A la hora del desayuno —todavía desayunos compartidos en aquella clase ínfima de pensiones— me hice amigo de un músico calvo, con gafas de culo de botella, que confesó llamarse Benito Lacunza y ser asiduo del Café Gijón, donde tanto y tan bien hizo Francisco Umbral de sí mismo. Yo pegué un salto en mi silla, llevado por la emoción. No podía desperdiciar mi oportunidad, tenía que confiar en Benito Lacunza, debía aprender a dejar de creer en Grombrowicz y comenzar a hacerlo en los demás, en quien estuviese a mi lado y pudiese ayudarme. El músico me pidió mi magdalena, yo se la entregué como si fuera la mejor medalla o uno de esos tesoros que solo se entregan a alguien que comienza a ser muy especial en tu vida.
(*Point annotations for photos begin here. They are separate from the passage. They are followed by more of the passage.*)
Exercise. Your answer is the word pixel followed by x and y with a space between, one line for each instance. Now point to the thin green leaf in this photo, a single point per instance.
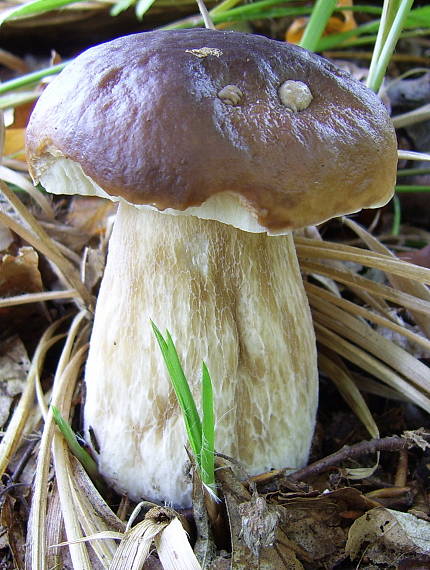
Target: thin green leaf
pixel 16 99
pixel 182 390
pixel 121 6
pixel 321 13
pixel 32 8
pixel 30 78
pixel 142 7
pixel 78 451
pixel 395 12
pixel 412 188
pixel 208 430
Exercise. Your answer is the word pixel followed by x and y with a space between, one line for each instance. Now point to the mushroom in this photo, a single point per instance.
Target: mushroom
pixel 216 146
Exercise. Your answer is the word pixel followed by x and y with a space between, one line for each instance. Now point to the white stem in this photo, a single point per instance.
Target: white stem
pixel 232 298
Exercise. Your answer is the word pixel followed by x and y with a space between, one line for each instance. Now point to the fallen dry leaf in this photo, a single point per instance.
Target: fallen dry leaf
pixel 20 273
pixel 388 536
pixel 419 257
pixel 14 366
pixel 342 21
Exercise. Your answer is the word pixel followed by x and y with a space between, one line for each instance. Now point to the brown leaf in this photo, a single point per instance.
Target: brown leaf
pixel 20 273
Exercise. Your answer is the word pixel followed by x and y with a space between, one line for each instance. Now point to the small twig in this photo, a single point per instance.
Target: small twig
pixel 392 443
pixel 402 469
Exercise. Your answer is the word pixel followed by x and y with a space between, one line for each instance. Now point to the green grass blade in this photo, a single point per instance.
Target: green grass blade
pixel 121 6
pixel 142 7
pixel 412 188
pixel 397 217
pixel 182 391
pixel 391 27
pixel 32 8
pixel 321 12
pixel 30 78
pixel 208 431
pixel 78 451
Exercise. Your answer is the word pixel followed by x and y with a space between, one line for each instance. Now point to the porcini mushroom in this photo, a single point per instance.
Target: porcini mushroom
pixel 216 145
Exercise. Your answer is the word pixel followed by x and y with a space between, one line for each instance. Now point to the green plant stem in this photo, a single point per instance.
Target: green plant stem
pixel 31 78
pixel 208 430
pixel 412 188
pixel 389 33
pixel 78 451
pixel 321 12
pixel 397 211
pixel 412 171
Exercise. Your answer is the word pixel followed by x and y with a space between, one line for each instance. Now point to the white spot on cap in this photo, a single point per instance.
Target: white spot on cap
pixel 230 95
pixel 295 95
pixel 204 52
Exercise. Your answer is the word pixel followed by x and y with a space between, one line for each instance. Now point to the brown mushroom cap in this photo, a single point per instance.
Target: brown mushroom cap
pixel 148 117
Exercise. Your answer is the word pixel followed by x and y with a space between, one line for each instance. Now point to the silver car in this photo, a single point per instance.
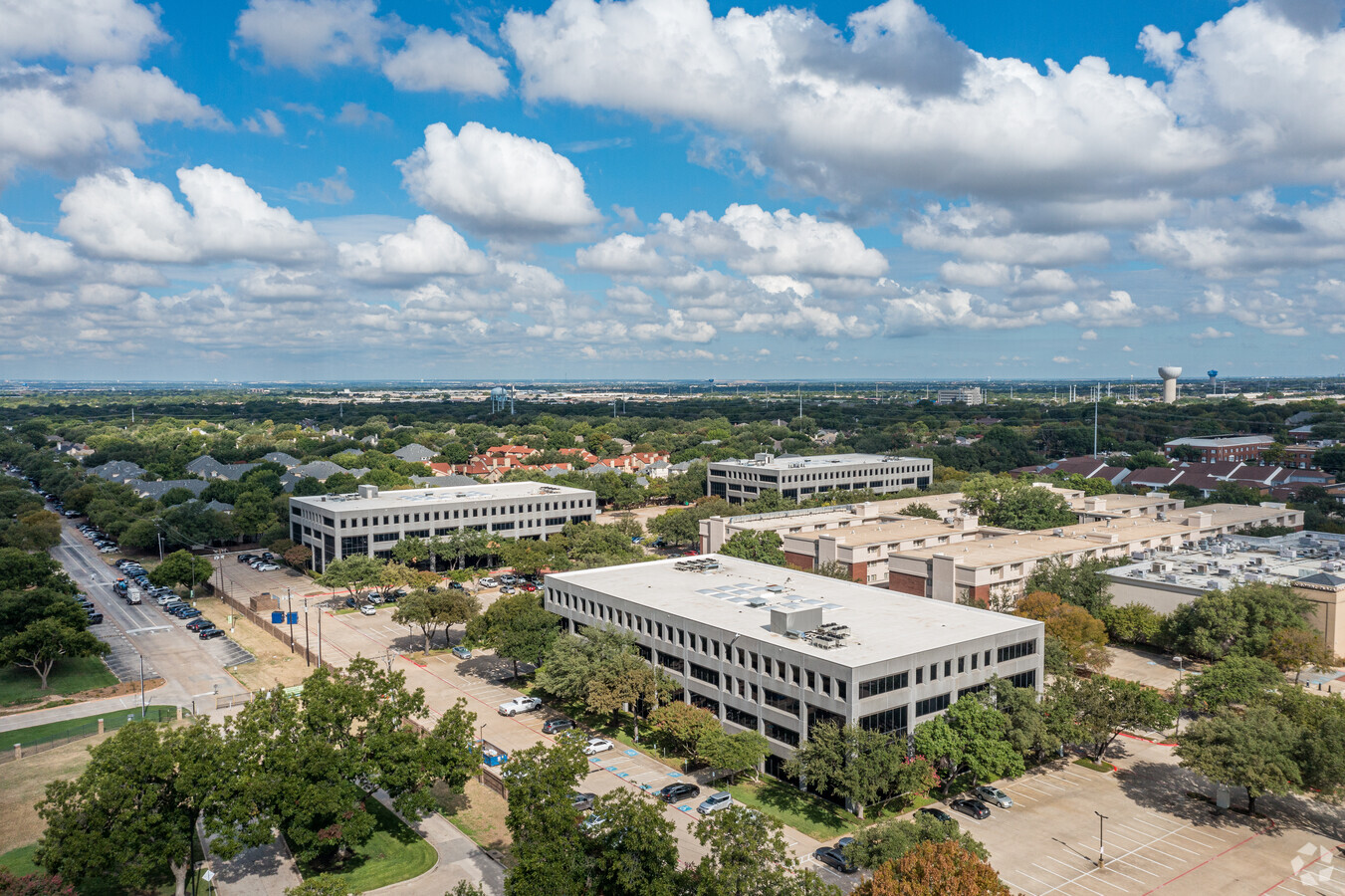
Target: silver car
pixel 989 793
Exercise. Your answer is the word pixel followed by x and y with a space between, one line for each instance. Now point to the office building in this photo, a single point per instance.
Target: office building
pixel 1310 562
pixel 371 521
pixel 775 651
pixel 799 478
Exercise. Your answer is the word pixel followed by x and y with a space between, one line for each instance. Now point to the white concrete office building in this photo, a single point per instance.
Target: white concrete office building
pixel 371 521
pixel 799 478
pixel 778 651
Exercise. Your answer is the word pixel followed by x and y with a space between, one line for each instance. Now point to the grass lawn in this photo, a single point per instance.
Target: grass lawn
pixel 68 677
pixel 391 854
pixel 788 804
pixel 87 724
pixel 19 861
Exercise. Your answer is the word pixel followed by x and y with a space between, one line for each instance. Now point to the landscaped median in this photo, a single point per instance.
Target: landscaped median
pixel 394 853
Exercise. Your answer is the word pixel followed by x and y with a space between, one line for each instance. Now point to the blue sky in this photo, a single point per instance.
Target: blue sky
pixel 663 188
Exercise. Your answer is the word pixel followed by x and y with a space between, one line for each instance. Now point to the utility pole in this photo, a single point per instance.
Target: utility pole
pixel 1100 819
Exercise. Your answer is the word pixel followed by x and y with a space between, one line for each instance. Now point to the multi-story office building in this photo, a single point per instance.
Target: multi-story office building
pixel 775 651
pixel 370 523
pixel 799 478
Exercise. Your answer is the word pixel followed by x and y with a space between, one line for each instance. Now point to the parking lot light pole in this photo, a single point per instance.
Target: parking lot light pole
pixel 1100 819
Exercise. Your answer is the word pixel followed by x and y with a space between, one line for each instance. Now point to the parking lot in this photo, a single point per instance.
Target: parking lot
pixel 1154 837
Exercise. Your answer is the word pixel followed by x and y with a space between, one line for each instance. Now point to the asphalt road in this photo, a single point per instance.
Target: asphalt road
pixel 192 669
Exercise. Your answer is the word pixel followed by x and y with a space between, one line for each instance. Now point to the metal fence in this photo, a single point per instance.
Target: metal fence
pixel 92 728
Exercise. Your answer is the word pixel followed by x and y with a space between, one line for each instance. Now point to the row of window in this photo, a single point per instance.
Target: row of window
pixel 395 520
pixel 702 644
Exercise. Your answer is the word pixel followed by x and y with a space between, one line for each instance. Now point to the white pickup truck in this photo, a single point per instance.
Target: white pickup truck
pixel 520 705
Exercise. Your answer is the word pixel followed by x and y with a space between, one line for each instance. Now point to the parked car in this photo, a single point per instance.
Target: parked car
pixel 835 858
pixel 715 803
pixel 989 793
pixel 938 814
pixel 520 705
pixel 678 791
pixel 973 807
pixel 596 746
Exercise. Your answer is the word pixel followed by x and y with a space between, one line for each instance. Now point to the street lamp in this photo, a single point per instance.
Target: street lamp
pixel 1181 662
pixel 1100 819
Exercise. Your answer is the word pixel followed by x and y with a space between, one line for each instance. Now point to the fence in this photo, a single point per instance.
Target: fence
pixel 62 735
pixel 263 620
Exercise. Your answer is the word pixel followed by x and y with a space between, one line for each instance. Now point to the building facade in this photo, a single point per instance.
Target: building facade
pixel 370 523
pixel 778 654
pixel 800 478
pixel 1218 448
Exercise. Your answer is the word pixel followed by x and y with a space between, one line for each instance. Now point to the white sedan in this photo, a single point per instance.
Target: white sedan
pixel 596 746
pixel 520 705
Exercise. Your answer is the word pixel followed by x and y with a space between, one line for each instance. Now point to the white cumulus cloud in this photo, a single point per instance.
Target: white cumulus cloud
pixel 498 183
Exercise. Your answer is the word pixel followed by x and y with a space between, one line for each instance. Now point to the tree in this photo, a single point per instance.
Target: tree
pixel 631 848
pixel 1081 636
pixel 549 848
pixel 760 545
pixel 517 627
pixel 1241 619
pixel 1100 708
pixel 1234 680
pixel 182 567
pixel 314 765
pixel 733 753
pixel 922 510
pixel 889 841
pixel 748 856
pixel 45 642
pixel 1291 649
pixel 1081 584
pixel 679 728
pixel 853 763
pixel 1253 750
pixel 34 531
pixel 149 784
pixel 253 513
pixel 832 569
pixel 356 573
pixel 943 868
pixel 1014 504
pixel 430 611
pixel 970 738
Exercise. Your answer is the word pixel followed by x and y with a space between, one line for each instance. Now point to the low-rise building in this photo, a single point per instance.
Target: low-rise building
pixel 371 521
pixel 995 569
pixel 1310 562
pixel 1215 448
pixel 778 654
pixel 799 478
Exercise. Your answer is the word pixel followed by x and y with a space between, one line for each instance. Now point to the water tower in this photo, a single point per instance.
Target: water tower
pixel 1169 375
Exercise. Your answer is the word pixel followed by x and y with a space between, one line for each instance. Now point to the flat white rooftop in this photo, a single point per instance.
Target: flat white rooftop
pixel 409 497
pixel 884 624
pixel 815 462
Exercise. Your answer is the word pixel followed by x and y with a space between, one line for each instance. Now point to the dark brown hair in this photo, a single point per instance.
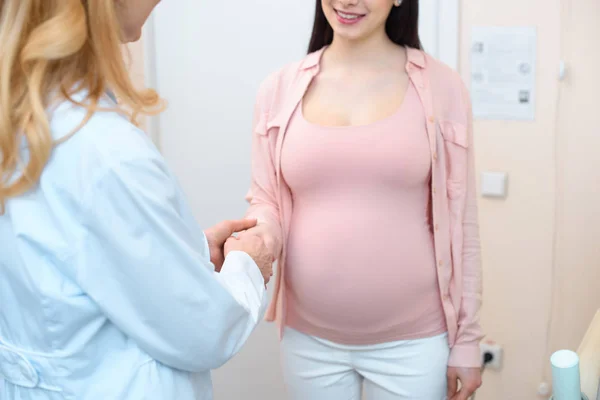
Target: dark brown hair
pixel 402 26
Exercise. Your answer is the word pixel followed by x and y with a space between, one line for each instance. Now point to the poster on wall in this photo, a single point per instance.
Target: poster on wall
pixel 503 65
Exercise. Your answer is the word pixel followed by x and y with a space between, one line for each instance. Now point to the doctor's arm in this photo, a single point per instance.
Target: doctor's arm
pixel 145 263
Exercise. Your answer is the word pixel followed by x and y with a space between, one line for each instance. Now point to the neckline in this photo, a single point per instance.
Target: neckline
pixel 375 123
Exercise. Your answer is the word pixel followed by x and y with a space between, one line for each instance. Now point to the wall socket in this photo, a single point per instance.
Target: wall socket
pixel 490 348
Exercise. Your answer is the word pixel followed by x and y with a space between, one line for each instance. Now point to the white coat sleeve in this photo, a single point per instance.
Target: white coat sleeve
pixel 145 263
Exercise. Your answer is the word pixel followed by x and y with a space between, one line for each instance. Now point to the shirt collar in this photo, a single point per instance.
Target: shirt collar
pixel 414 56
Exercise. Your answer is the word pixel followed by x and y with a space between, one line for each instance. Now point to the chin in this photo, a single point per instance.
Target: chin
pixel 131 37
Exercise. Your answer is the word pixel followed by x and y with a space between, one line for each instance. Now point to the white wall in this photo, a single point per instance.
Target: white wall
pixel 207 59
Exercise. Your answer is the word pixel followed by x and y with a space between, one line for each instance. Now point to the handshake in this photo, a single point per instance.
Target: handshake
pixel 251 239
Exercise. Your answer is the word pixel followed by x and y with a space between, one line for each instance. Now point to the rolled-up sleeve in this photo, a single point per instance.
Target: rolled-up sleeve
pixel 144 261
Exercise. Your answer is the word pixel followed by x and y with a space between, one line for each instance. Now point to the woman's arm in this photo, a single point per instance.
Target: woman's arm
pixel 466 352
pixel 262 195
pixel 145 263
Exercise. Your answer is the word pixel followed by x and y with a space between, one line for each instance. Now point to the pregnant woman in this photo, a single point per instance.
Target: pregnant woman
pixel 363 183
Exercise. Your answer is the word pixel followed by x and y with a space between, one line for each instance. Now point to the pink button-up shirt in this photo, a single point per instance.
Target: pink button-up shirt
pixel 453 193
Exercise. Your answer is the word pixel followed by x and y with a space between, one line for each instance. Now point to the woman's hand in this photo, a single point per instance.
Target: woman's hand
pixel 218 235
pixel 255 247
pixel 262 231
pixel 470 381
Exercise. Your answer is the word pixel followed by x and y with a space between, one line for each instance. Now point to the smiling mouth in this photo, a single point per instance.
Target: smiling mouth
pixel 348 17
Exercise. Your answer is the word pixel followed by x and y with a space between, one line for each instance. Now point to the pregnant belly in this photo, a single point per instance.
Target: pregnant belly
pixel 357 279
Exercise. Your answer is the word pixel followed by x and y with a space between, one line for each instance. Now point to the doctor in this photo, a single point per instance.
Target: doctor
pixel 108 288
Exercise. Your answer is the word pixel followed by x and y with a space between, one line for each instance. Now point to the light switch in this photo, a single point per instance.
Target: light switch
pixel 493 184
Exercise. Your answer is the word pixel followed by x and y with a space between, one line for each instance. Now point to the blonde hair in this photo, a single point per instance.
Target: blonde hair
pixel 58 48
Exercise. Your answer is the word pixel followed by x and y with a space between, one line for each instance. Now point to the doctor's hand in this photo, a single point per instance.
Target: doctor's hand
pixel 218 235
pixel 470 381
pixel 255 247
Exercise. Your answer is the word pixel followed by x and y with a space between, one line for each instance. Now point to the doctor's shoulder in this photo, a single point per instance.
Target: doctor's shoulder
pixel 100 140
pixel 91 146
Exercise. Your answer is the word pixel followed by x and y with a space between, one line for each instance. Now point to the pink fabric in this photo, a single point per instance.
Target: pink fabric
pixel 449 125
pixel 360 260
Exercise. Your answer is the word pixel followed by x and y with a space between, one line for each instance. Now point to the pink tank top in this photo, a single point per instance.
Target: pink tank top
pixel 360 260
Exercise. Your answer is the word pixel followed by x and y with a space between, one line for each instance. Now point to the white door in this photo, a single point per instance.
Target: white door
pixel 207 58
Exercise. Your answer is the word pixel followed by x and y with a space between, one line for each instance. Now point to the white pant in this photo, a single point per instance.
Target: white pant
pixel 316 369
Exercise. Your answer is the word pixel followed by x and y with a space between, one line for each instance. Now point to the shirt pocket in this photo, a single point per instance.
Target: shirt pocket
pixel 456 147
pixel 264 127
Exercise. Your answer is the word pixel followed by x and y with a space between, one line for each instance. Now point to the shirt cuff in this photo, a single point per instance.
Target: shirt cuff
pixel 242 278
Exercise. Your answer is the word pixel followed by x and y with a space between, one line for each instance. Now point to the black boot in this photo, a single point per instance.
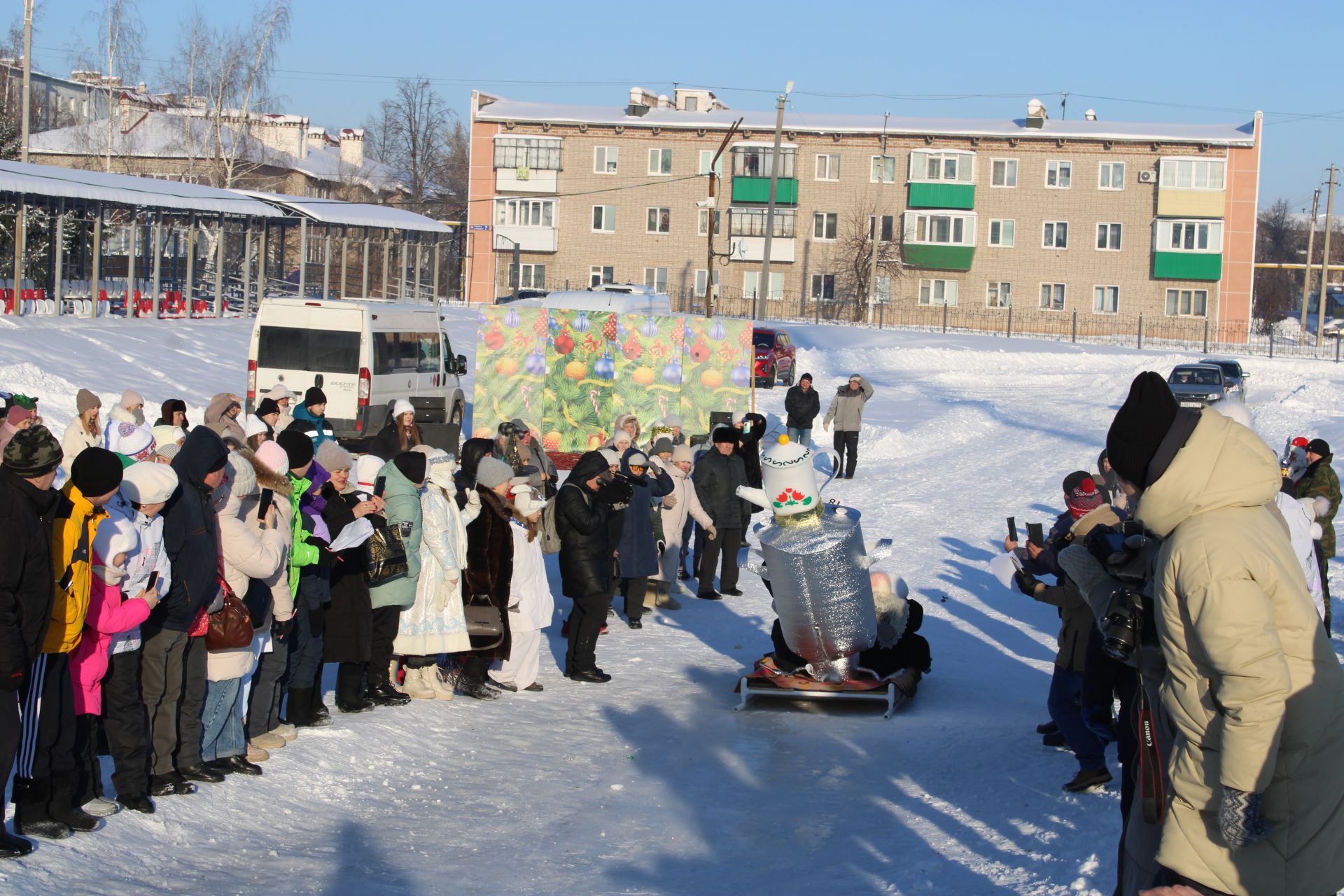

Solo te ponían en la pensioncita una magdalena por persona, y se ve que la música requiere más carburantes que la literatura; y se ve que no es lo mismo ser calvo y miope que joven e insolente, siempre en la raspadura última del atrevimiento y en el colmo de nosotros mismos.Yo cultivaba el arte de la insolencia —ahora es inútil negarlo—, así disfrutaba tantísimo vistiendo mis pantalones rojos, mi gabán largo, algunos anillos en los dedos y una camisa hermosísima, inmaculada, blanquísima, marca Lacoste, que no sé yo por qué me ponía con aquel conjunto de guerrillero de la nada. Solo tenía otros dos pantalones añadidos a estos ya mentados, esta vez de género vaquero, y cinco o seis camisas más, tan blancas como la primera. Bien mirado, sí, el rojo no dejaba de pegar de puta madre con el blanco, quien tampoco se llevaba nada mal con el negro de mi abrigo, y, respecto a los anillos, bien es sabido que no tienen género, porque ni los anillos ni las bufandas poseen género, algo que yo aprendí de mi madre, que en paz descanse, quien a veces se ponía los anillos de mi padre y este no hacía más que propinarle descomunales mamporros por ello. En fin, a lo que vamos, frente a Lacunza y vestido de mí mismo, yo quise ser sincero, premiar su sinceridad con una confesión mía, tal y como hace la gente normal en sus vidas, y viendo que él me contaba que era músico y frecuentaba el Gijón, yo decidí hablarle algo de mí en un tono en que la voz salía estrecha, débil, muy párvula. Donde aquella voz tan pobretona era mi único bitor:

—Mira, Lacunza, yo me he venido a Madrid huyendo de Grombrowicz, que es un escritor cuya lectura en demasía puede hacerte acabar muy mal, y huyendo también de todo mi pasado homosexual, muy similar al de Grombrowicz alrededor de 1941, en los barrios bonaerenses más cutres y desgraciados.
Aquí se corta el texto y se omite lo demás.